On page 148 Campbell notes that only about 0.2% of the letters were unfavourable However, we have to remember that:
- Letters were passed on by Art Ceppos (who was publishing “Dianetics”) and had a vested interest in seeing favourable reviews published in “Astounding”. Hubbard may also have had a hand in ‘screening’ them.
- We have to rely on Campbell’s judgement as to what constituted an unfavourable comment. Campbell was clearly captivated by Hubbard and Dianetics, and had a vested interest in using the success of “Dianetics” to promote his magazine. He was a biased judge.
In pre-Internet 1950, it was difficult to meaningfully discuss magazine articles. “Astounding” only had space for a few extracts from letters and brief replies from the editor (these appeared in a feature entitled “Brass Tacks”). In the August issue, Campbell stepped aside and let L Ron Hubbard and Art Ceppos comment upon the issues raised by letter writers.
The first letter is from a student teacher, who is interested in Hubbard’s promised ‘future developments’ – specifically, “educational dianetics”. Despite having studied psychology he regards “[…] its present form is very provisional and incomplete;something like that of medicine in the middle ages”. He states, “[…] this new approach to Psychology has stirred my interests and hopes”.
This would not be the last time that a real student was distracted by from a difficult and demanding course of study of Hubbard’s promises of miraculously easy results to be had simply by following his easy written instructions.
The second letter is slightly critical (but still takes dianetics seriously). Hubbard or Ceppos replied, “Wait until you’ve tried it – then you’ll know what “interesting”really means!” This kind of distraction is now familiar to critics of Scientology whose serious questions are ignored in favour of the assertion that, despite all of its flaws, ‘the tech works for me’.
It’s little more than product placement. He also announces the release of a leather-bound edition priced at $25 (the hardback was only $4) to support the establishment of a “Dianetics Foundation.” He was not above flattery either (see extract right).
This followed by a short essay from none other than L Ron Hubbard. We will examine this in detail in the next post in this series. It demonstrates that Hubbard was already well-practised in the rhetorical tactics he would later use to defend Dianetics and Scientology without actually addressing the issues.

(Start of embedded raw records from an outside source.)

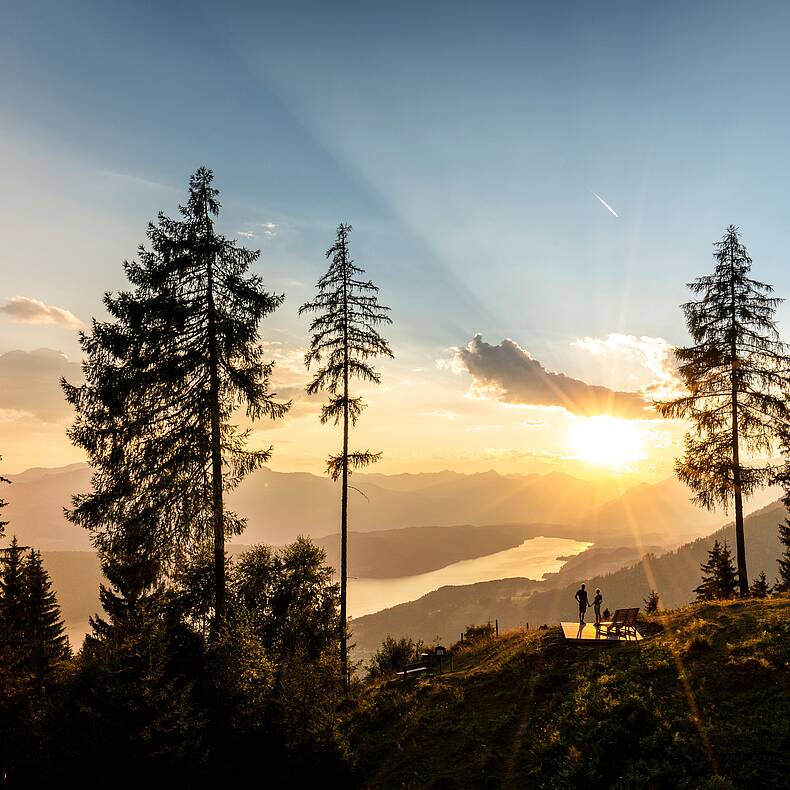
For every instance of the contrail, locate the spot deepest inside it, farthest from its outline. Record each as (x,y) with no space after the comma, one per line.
(606,204)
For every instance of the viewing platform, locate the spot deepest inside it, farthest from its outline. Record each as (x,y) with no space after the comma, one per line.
(588,634)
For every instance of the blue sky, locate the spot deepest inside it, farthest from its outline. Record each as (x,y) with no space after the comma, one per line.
(462,141)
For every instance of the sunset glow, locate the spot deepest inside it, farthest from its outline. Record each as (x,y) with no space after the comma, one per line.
(607,441)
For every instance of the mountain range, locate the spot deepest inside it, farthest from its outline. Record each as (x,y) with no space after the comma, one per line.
(279,506)
(443,614)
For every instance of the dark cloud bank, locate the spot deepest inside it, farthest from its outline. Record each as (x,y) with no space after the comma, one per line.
(518,378)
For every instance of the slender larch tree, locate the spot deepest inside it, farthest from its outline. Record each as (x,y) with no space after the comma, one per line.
(345,338)
(736,377)
(163,380)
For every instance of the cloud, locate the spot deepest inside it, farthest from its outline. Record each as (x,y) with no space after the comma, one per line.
(24,310)
(510,374)
(654,354)
(269,228)
(440,414)
(605,204)
(31,383)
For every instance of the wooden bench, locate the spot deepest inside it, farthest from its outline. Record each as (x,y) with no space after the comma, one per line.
(427,660)
(416,666)
(622,620)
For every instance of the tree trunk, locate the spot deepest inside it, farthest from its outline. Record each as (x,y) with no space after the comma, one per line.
(216,460)
(740,543)
(344,491)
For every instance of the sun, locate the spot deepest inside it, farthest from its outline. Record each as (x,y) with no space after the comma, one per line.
(606,441)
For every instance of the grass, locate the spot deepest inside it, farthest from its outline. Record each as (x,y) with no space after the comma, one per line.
(703,702)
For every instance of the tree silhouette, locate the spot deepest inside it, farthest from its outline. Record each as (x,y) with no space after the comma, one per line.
(735,375)
(651,602)
(760,587)
(719,577)
(163,379)
(12,606)
(783,582)
(46,641)
(345,337)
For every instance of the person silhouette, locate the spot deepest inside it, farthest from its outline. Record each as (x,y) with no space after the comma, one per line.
(597,601)
(581,597)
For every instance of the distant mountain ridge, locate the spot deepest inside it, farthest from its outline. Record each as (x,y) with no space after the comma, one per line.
(514,602)
(281,505)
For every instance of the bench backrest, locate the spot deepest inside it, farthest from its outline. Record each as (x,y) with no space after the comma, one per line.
(625,616)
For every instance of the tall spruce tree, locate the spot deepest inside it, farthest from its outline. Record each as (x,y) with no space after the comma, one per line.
(345,337)
(719,577)
(45,637)
(736,374)
(163,380)
(12,606)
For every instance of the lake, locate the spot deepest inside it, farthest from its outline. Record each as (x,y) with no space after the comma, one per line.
(531,560)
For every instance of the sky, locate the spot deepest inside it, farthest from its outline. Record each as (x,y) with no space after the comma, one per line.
(531,185)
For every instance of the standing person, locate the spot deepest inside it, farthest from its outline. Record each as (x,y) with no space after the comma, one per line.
(597,601)
(581,597)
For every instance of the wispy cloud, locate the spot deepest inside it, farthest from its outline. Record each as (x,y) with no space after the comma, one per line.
(654,354)
(510,374)
(25,310)
(604,203)
(31,383)
(269,228)
(440,414)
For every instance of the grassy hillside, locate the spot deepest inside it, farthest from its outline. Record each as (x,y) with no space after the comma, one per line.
(703,702)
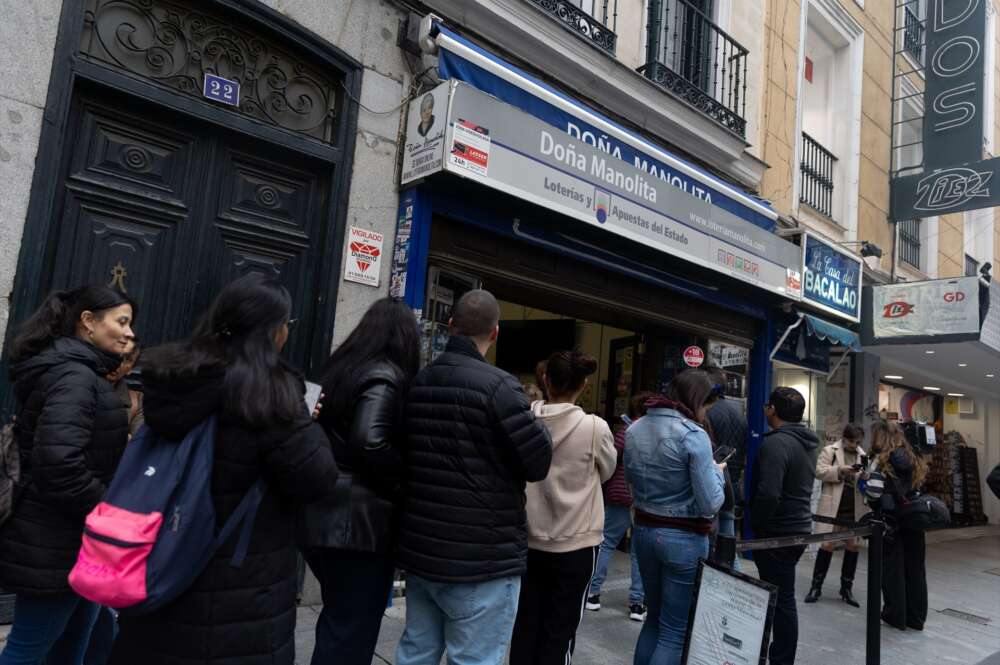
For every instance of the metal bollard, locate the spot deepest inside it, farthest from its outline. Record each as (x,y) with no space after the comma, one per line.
(873,634)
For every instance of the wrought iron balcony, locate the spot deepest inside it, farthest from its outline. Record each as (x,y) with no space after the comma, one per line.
(817,175)
(596,26)
(909,242)
(697,61)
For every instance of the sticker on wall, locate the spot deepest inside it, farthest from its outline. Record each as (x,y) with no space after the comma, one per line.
(364,257)
(694,356)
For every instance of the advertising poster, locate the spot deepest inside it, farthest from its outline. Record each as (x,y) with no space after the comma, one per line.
(731,618)
(364,256)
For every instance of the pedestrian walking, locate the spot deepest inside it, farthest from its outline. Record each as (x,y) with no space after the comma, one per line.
(71,430)
(618,519)
(565,517)
(472,443)
(838,467)
(348,537)
(783,474)
(678,489)
(904,574)
(231,367)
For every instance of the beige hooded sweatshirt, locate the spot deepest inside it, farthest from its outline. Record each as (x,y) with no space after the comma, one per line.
(566,510)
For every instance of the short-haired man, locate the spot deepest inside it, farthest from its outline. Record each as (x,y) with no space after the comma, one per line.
(471,445)
(783,475)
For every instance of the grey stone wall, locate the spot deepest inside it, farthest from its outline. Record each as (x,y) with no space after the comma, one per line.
(27,40)
(365,29)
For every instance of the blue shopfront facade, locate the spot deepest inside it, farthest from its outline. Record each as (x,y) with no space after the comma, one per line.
(745,273)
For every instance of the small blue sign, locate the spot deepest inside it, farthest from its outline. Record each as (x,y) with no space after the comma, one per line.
(831,279)
(222,90)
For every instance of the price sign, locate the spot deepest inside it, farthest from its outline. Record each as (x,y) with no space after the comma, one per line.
(222,90)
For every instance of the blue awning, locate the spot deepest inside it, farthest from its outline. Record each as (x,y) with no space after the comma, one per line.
(462,60)
(832,333)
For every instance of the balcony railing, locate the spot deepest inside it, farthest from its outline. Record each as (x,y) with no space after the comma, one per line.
(594,20)
(697,61)
(913,34)
(817,175)
(909,242)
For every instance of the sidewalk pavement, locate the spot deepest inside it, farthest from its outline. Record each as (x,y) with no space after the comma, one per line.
(963,626)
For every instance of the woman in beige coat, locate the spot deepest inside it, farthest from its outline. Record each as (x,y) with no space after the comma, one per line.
(838,467)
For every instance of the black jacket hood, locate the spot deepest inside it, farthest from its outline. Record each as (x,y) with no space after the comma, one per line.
(63,350)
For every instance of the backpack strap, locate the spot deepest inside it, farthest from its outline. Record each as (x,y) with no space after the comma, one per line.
(245,513)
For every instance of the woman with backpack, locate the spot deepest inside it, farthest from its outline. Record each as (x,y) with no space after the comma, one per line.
(904,574)
(232,368)
(348,537)
(71,430)
(565,516)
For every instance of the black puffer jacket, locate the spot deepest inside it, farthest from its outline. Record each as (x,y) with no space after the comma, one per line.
(360,514)
(472,444)
(71,431)
(783,475)
(233,616)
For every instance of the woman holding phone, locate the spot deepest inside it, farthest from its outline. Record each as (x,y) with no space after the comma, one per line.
(348,537)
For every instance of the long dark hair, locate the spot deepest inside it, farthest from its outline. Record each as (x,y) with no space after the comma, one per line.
(59,314)
(387,331)
(237,334)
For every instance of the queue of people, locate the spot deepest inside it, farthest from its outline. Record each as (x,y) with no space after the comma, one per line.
(503,511)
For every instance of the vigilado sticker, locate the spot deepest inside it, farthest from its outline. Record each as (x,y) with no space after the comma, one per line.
(364,257)
(694,356)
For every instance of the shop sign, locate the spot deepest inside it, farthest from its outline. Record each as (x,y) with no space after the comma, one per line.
(506,149)
(831,278)
(425,130)
(922,309)
(364,256)
(694,356)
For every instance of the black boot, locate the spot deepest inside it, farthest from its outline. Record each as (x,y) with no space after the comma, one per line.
(819,574)
(847,578)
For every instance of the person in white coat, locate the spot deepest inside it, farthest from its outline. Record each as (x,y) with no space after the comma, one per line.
(565,516)
(837,468)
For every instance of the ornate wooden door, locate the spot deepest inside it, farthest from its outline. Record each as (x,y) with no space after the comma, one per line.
(169,209)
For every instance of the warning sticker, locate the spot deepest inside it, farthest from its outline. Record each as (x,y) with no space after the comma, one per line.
(470,147)
(364,256)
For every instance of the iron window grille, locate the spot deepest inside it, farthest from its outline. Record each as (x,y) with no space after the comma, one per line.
(817,172)
(697,61)
(594,20)
(909,242)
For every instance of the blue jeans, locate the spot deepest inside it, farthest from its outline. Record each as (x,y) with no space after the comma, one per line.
(53,629)
(668,561)
(616,522)
(472,621)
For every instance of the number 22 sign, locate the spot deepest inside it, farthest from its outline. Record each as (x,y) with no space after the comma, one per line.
(222,90)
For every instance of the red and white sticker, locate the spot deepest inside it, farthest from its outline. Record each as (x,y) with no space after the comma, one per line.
(364,256)
(694,356)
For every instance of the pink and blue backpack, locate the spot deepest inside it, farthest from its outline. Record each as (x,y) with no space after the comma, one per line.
(154,533)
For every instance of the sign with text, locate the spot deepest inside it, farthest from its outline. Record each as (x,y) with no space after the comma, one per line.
(831,278)
(364,256)
(921,309)
(954,74)
(509,150)
(730,618)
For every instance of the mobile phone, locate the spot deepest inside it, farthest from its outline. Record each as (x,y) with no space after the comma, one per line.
(313,392)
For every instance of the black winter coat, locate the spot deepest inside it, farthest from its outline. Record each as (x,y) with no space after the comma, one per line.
(360,514)
(246,615)
(784,471)
(472,444)
(71,431)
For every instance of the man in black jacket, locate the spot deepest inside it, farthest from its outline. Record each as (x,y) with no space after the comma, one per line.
(472,444)
(783,476)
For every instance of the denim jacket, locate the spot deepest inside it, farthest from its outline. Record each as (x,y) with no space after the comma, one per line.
(669,464)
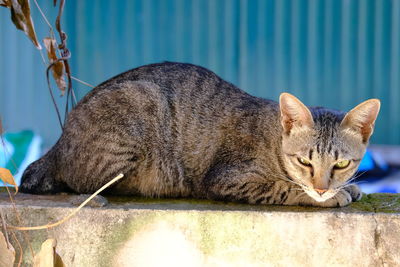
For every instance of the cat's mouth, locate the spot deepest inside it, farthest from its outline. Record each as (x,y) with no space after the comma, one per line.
(320,197)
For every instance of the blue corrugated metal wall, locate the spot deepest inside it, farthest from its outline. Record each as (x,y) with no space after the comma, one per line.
(335,53)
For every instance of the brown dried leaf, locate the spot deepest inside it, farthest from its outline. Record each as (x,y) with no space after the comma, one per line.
(21,16)
(7,178)
(5,3)
(1,127)
(58,69)
(7,253)
(48,256)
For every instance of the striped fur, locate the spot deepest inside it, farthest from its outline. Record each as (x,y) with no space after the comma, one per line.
(178,130)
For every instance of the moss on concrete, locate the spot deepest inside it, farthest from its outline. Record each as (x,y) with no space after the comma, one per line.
(379,202)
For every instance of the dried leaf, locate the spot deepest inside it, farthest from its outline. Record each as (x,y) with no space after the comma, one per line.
(58,69)
(7,178)
(5,3)
(7,253)
(21,16)
(48,256)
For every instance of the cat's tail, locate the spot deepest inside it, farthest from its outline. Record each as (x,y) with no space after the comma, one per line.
(40,176)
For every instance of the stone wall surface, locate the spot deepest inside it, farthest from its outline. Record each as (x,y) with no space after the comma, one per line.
(140,232)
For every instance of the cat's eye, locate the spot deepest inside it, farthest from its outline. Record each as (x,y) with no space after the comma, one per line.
(304,161)
(342,164)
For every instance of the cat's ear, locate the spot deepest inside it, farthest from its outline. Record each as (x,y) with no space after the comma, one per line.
(361,119)
(294,113)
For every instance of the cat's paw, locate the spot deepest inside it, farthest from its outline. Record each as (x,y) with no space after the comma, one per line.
(354,192)
(341,199)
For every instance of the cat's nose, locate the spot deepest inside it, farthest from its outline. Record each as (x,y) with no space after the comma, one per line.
(320,191)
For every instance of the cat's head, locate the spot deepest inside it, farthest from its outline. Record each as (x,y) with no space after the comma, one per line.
(322,148)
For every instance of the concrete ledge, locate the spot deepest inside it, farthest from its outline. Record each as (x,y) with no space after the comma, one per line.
(140,232)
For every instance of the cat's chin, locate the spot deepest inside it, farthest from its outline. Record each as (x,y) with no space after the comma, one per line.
(317,197)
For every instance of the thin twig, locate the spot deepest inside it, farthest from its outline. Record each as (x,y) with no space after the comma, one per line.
(45,19)
(21,252)
(50,225)
(82,82)
(20,221)
(3,223)
(51,92)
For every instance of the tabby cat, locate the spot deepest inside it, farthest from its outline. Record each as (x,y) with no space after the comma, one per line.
(178,130)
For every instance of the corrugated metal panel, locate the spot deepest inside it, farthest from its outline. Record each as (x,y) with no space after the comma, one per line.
(335,53)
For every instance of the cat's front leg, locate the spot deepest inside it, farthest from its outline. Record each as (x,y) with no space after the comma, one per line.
(248,186)
(343,198)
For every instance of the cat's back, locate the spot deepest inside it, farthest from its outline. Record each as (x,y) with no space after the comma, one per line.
(178,82)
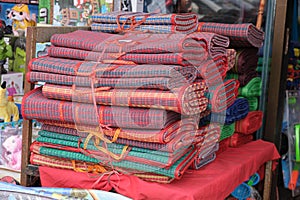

The next letter is from someone who promotes dianetics so enthusiastically, and includes so much irrelevant detail about his amazing wartime experiences, that you wonder if Hubbard himself had not contributed it under a new pseudonym.
Next up is a letter from Dr Joseph Winter, who was on the original board of the Dianetic Foundation as its medical advisor. He is drumming up membership. Of all the people who were members of Campbell’s ‘inner circle’, Winters come off best. He soon became disillusioned with dianetics, left the foundation and published a critical book.
The last letter discusses a story previously printed in “Astounding”. It has nothing to do with dianetics.
In summary, seven letters were published only four of which were from readers, who did not raise any substantial objections to dianetics. The other three letters were from:
- Art Ceppos, the publisher of “Dianetics” the book
- Joseph Winter, medical consultant the Dianetics Foundation, previous contributor to Astounding and member of Campbell’s inner circle.
- L Ron Hubbard himself
This was hardly a promising start for the free debate which Campbell had promised. The issue (and this post) closes with a full page advertisement for Hubbard’s book, placed by Art Ceppos’s publishing company (reproduced below).